We parked at the casino and wandered down to the promenade where it is possible to walk for a very, very long way.
Carcavelos is a big beach, frequented by surfers, young and old. We stopped at a cafe playing reggae music - it was a great vibe!
The Praia do Tamariz is the large beach that is directly in front of the Estoril Casino. There is a tidal pool and the station is close by.
A pleasant walk out of town leads to "Boca do Inferno" which is an interesting cliff formation. The name of Hell’s Mouth comes from the ceaseless pounding of the Atlantic Ocean on the cliffs which chiseled out a small cave, which subsequently collapsed forming a small bay and natural arch.
The Praia da Rainha is a very pretty but small beach that is surrounded by cliffs and overlooks the fishing harbour. The beach is named the Queen’s Beach (Praia da Rainha) as it was the private beach of queen Dona Amelia (the last queen of Portugal). This beach is right in the centre of Cascais but can get very busy.

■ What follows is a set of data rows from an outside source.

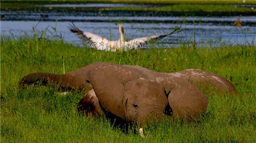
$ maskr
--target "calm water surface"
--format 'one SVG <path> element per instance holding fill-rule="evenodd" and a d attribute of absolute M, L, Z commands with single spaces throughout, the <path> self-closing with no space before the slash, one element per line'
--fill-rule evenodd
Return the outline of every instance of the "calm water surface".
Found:
<path fill-rule="evenodd" d="M 105 7 L 116 7 L 113 5 L 102 4 Z M 123 4 L 123 7 L 137 7 L 136 5 Z M 77 6 L 79 5 L 79 6 Z M 80 5 L 68 5 L 70 7 L 84 7 Z M 103 7 L 91 4 L 88 7 Z M 119 6 L 119 5 L 118 5 Z M 44 5 L 44 7 L 62 7 L 62 5 Z M 154 5 L 144 5 L 153 7 Z M 67 6 L 66 6 L 67 7 Z M 181 26 L 182 32 L 168 36 L 157 43 L 150 45 L 156 47 L 175 47 L 180 43 L 194 41 L 198 46 L 212 47 L 228 45 L 255 45 L 256 37 L 256 16 L 219 16 L 219 17 L 174 17 L 152 16 L 120 13 L 99 13 L 98 12 L 58 12 L 51 11 L 32 12 L 1 11 L 1 35 L 9 36 L 13 33 L 16 36 L 32 35 L 32 27 L 38 32 L 46 29 L 48 34 L 57 34 L 65 40 L 81 46 L 81 41 L 71 33 L 68 27 L 73 21 L 80 30 L 93 33 L 111 40 L 119 38 L 118 24 L 123 24 L 125 38 L 133 38 L 167 34 L 176 26 Z M 126 15 L 126 16 L 125 16 Z M 138 16 L 140 15 L 140 16 Z M 240 18 L 242 21 L 241 27 L 232 23 Z M 195 21 L 195 25 L 194 25 Z M 56 28 L 56 31 L 53 28 Z M 148 46 L 144 47 L 148 47 Z"/>

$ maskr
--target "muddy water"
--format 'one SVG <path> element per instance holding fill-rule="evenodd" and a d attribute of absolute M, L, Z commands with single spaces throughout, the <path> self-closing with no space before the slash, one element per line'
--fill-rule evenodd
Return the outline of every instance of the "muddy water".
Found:
<path fill-rule="evenodd" d="M 105 7 L 116 7 L 111 4 L 102 4 Z M 126 4 L 123 7 L 137 7 Z M 100 5 L 91 4 L 75 7 L 93 7 Z M 72 5 L 66 7 L 73 7 Z M 58 5 L 45 5 L 44 7 L 65 7 Z M 117 6 L 120 6 L 117 5 Z M 154 5 L 143 5 L 151 7 Z M 103 7 L 103 6 L 102 6 Z M 256 37 L 256 16 L 161 16 L 158 14 L 144 15 L 141 12 L 117 13 L 110 12 L 52 12 L 5 11 L 1 20 L 1 35 L 10 35 L 10 33 L 20 36 L 33 33 L 32 27 L 39 32 L 47 29 L 48 34 L 61 36 L 64 39 L 81 46 L 81 42 L 69 32 L 67 27 L 74 21 L 81 30 L 103 36 L 109 39 L 119 38 L 118 23 L 123 23 L 126 40 L 134 38 L 161 35 L 172 32 L 176 26 L 181 26 L 182 32 L 165 37 L 157 43 L 145 47 L 176 47 L 180 44 L 191 45 L 195 41 L 197 46 L 212 46 L 228 45 L 255 45 Z M 233 26 L 239 17 L 242 27 Z M 195 21 L 195 25 L 194 22 Z M 56 28 L 56 31 L 53 28 Z"/>

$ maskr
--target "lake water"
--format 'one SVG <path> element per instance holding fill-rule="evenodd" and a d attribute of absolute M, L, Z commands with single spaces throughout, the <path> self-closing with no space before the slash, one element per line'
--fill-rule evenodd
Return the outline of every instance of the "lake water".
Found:
<path fill-rule="evenodd" d="M 105 7 L 116 7 L 111 4 L 102 4 Z M 136 5 L 123 4 L 123 7 L 136 7 Z M 91 5 L 69 7 L 93 7 Z M 101 5 L 97 5 L 99 6 Z M 119 6 L 119 5 L 117 5 Z M 65 7 L 61 5 L 44 5 L 44 7 Z M 67 5 L 66 7 L 68 7 Z M 154 5 L 143 5 L 151 7 Z M 4 15 L 1 22 L 1 35 L 10 35 L 10 33 L 20 36 L 24 33 L 32 34 L 32 27 L 40 32 L 48 29 L 55 34 L 52 28 L 56 28 L 56 34 L 65 40 L 81 46 L 81 41 L 71 33 L 68 27 L 71 21 L 80 30 L 93 33 L 115 40 L 119 38 L 118 25 L 123 23 L 126 39 L 167 34 L 176 26 L 181 26 L 182 32 L 168 36 L 152 47 L 175 47 L 180 43 L 191 45 L 194 38 L 199 47 L 204 45 L 212 47 L 228 45 L 255 45 L 256 38 L 256 16 L 161 16 L 158 14 L 138 13 L 83 12 L 34 12 L 30 11 L 1 11 Z M 153 15 L 153 16 L 152 16 Z M 240 18 L 242 27 L 232 25 Z M 194 25 L 195 21 L 195 25 Z M 51 32 L 48 34 L 51 35 Z M 145 46 L 144 47 L 147 47 Z"/>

The Praia da Ribeira is the beach directly in front of the Cascais fishing harbour and was where the fishing boats were brought ashore. The sheltered location means that the waters are some of the calmest in the region
The beaches in this area are so very beautiful, the winds are strong and refreshing and one's lungs really enjoy the blustery, clean air! It was one of the most beautiful 9among many!) spots in Portugal.

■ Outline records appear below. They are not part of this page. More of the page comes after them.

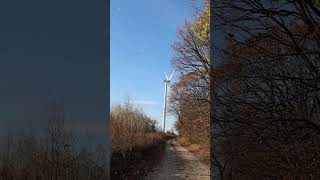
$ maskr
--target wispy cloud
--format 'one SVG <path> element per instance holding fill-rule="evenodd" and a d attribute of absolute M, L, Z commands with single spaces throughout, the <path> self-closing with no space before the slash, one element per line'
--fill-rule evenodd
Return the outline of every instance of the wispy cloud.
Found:
<path fill-rule="evenodd" d="M 149 101 L 149 100 L 133 100 L 134 104 L 140 104 L 140 105 L 157 105 L 158 102 L 156 101 Z"/>

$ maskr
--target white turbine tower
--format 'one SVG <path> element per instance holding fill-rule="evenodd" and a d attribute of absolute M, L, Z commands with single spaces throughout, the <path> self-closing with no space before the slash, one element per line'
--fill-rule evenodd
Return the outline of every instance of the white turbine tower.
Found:
<path fill-rule="evenodd" d="M 164 82 L 164 99 L 163 99 L 163 124 L 162 124 L 162 131 L 166 132 L 166 115 L 167 115 L 167 92 L 168 92 L 168 84 L 170 83 L 170 80 L 172 78 L 172 75 L 174 73 L 174 70 L 172 71 L 170 77 L 167 76 L 167 73 L 164 73 L 166 75 L 166 79 L 163 80 Z"/>

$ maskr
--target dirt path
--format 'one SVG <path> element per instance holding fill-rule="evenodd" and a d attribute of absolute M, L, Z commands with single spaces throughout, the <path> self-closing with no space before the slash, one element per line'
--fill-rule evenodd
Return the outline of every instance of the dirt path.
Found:
<path fill-rule="evenodd" d="M 167 142 L 164 157 L 146 180 L 210 180 L 210 168 L 174 139 Z"/>

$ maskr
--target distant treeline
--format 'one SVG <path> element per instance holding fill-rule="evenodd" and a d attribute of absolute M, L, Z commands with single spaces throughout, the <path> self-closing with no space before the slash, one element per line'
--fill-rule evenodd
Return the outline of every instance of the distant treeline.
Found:
<path fill-rule="evenodd" d="M 42 137 L 7 137 L 0 153 L 1 180 L 108 179 L 105 147 L 100 144 L 90 150 L 86 144 L 79 144 L 65 128 L 63 110 L 54 114 Z"/>

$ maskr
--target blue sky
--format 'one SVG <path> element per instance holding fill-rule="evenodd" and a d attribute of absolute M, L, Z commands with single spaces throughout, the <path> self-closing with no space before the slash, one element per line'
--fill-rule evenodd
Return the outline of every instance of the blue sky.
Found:
<path fill-rule="evenodd" d="M 111 105 L 130 96 L 161 125 L 162 79 L 172 70 L 171 45 L 192 12 L 191 0 L 111 0 Z M 169 116 L 167 130 L 173 121 Z"/>

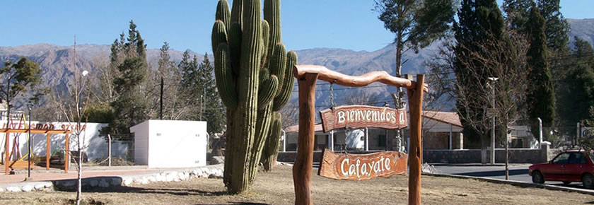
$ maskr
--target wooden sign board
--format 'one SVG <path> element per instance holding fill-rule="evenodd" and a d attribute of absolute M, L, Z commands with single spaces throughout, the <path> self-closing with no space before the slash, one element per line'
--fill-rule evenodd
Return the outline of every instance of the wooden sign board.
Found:
<path fill-rule="evenodd" d="M 339 128 L 377 127 L 389 129 L 407 127 L 407 111 L 388 107 L 340 106 L 320 112 L 324 132 Z"/>
<path fill-rule="evenodd" d="M 407 154 L 385 151 L 369 154 L 341 154 L 325 149 L 318 175 L 335 180 L 366 180 L 407 174 Z"/>

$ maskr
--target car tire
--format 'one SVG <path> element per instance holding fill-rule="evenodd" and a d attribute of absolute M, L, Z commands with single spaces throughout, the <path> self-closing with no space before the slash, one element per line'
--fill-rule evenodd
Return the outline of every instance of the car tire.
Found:
<path fill-rule="evenodd" d="M 582 176 L 582 184 L 586 189 L 592 189 L 594 187 L 594 176 L 590 174 L 584 174 Z"/>
<path fill-rule="evenodd" d="M 536 184 L 544 184 L 544 177 L 542 177 L 542 174 L 541 174 L 540 172 L 534 171 L 532 172 L 532 183 L 536 183 Z"/>

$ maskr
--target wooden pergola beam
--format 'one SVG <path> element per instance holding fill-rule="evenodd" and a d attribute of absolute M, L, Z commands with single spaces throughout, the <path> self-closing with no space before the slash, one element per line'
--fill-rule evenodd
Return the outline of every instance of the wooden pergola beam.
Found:
<path fill-rule="evenodd" d="M 47 129 L 0 129 L 0 133 L 6 133 L 6 148 L 4 149 L 4 172 L 8 175 L 8 144 L 10 141 L 8 138 L 10 136 L 11 133 L 29 133 L 30 131 L 31 134 L 47 134 L 46 138 L 46 151 L 45 151 L 45 169 L 50 170 L 50 136 L 52 134 L 65 134 L 66 139 L 65 139 L 65 148 L 66 153 L 64 153 L 64 173 L 68 173 L 68 163 L 69 163 L 69 157 L 70 156 L 70 148 L 69 148 L 69 143 L 70 141 L 69 139 L 69 135 L 72 133 L 71 130 L 47 130 Z M 30 136 L 29 136 L 30 137 Z M 30 145 L 29 145 L 30 146 Z"/>

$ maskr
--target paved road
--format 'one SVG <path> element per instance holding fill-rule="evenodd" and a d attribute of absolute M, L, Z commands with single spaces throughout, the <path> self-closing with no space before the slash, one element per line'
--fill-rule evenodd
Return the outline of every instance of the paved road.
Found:
<path fill-rule="evenodd" d="M 532 182 L 532 177 L 528 175 L 528 167 L 530 165 L 510 165 L 509 180 Z M 435 168 L 438 170 L 441 171 L 442 174 L 489 177 L 501 180 L 506 179 L 506 167 L 503 165 L 436 165 Z M 573 182 L 569 185 L 564 185 L 561 182 L 545 182 L 545 184 L 573 188 L 583 188 L 581 182 Z"/>

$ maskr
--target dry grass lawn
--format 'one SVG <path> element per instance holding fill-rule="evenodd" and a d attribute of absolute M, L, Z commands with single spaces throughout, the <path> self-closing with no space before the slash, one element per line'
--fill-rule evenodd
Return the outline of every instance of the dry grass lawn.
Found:
<path fill-rule="evenodd" d="M 317 170 L 313 170 L 317 173 Z M 194 179 L 153 183 L 83 194 L 86 204 L 293 204 L 294 192 L 290 167 L 259 173 L 248 193 L 229 195 L 221 179 Z M 421 200 L 425 204 L 594 204 L 594 196 L 523 188 L 474 180 L 423 176 Z M 368 181 L 339 181 L 313 177 L 317 204 L 405 204 L 408 177 L 393 176 Z M 74 192 L 0 192 L 4 204 L 64 204 Z"/>

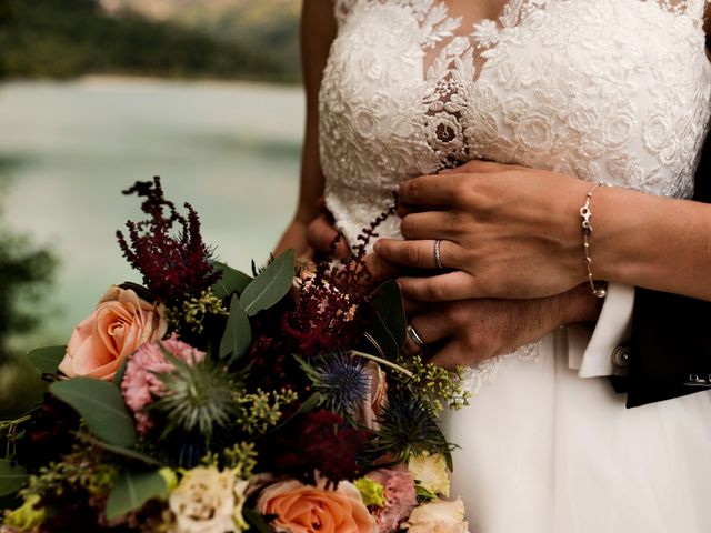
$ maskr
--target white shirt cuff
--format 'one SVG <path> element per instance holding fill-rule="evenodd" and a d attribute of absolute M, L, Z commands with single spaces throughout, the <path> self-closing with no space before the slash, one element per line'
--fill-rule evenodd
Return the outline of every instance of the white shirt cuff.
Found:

Cabo da Roca, the westernmost point of Europe, comes with mind-blowing cliff views but a disgusting public toilet, overflowing bin and the toilet did not flush - all this for 50c!
|Cabo da Roca, Portugal|
As with all good holidays, they have to end sometime!
Portugal was an amazing destination - wonderful beaches, glorious medieval and walled villages, mind-blowing scenery in Serra de Estrela, delicious cheeses and hams, olive and cork trees, mouth watering pastries, fresh fish dishes and excellent highways, and the narrow cobbled streets.